Speed Up Fast Finetuning with GDS#

GPU Direct Storage (GDS) can reduce Quark ONNX fast finetuning latency by moving data directly between storage and GPU memory. This is most useful for AdaRound and AdaQuant runs where data movement becomes the bottleneck.

Because of current software support constraints, this workflow is available only on supported NVIDIA GPU environments.

Background#

Fast finetuning algorithms such as AdaRound and AdaQuant can recover quantization accuracy, but they are often one of the most time-consuming parts of the ONNX quantization pipeline.

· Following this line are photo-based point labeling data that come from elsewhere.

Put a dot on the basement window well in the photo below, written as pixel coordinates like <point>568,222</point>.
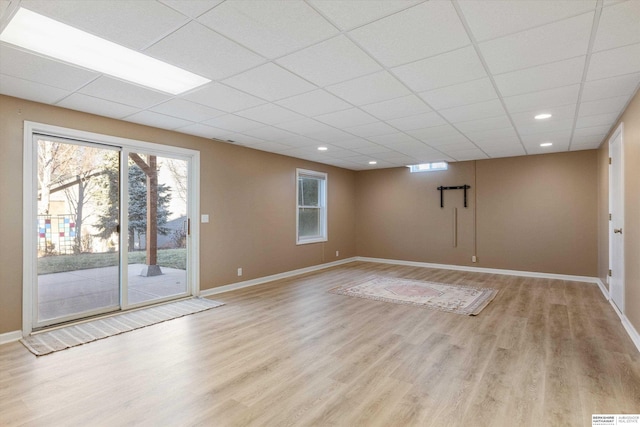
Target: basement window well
<point>311,217</point>
<point>429,167</point>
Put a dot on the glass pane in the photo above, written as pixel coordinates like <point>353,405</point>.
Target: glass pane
<point>77,239</point>
<point>308,222</point>
<point>157,234</point>
<point>308,191</point>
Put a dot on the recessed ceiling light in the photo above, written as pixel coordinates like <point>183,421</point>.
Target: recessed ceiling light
<point>38,33</point>
<point>542,116</point>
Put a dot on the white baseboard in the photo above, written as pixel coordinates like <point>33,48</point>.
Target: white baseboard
<point>603,289</point>
<point>8,337</point>
<point>633,334</point>
<point>586,279</point>
<point>266,279</point>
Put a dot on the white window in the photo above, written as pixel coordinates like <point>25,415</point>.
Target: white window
<point>311,215</point>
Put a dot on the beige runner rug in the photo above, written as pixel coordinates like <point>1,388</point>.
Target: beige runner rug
<point>439,296</point>
<point>71,336</point>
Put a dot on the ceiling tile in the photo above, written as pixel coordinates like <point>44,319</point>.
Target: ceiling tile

When mem_opt_level = 2 is used, fast finetuning reduces memory usage by storing intermediate layer data on disk and loading it on demand. This lowers peak memory, but it can also make storage-to-GPU data transfer the limiting factor for end-to-end throughput.

Identify the bottleneck#

Two simple ways to reason about the bottleneck are:

  • Roofline thinking: If the workflow is limited by memory bandwidth or data movement rather than arithmetic throughput, improving the input pipeline can matter more than adding compute.

  • GPU utilization: If GPU compute utilization stays low while the job is actively reading data, the workflow is likely input-pipeline-bound rather than compute-bound.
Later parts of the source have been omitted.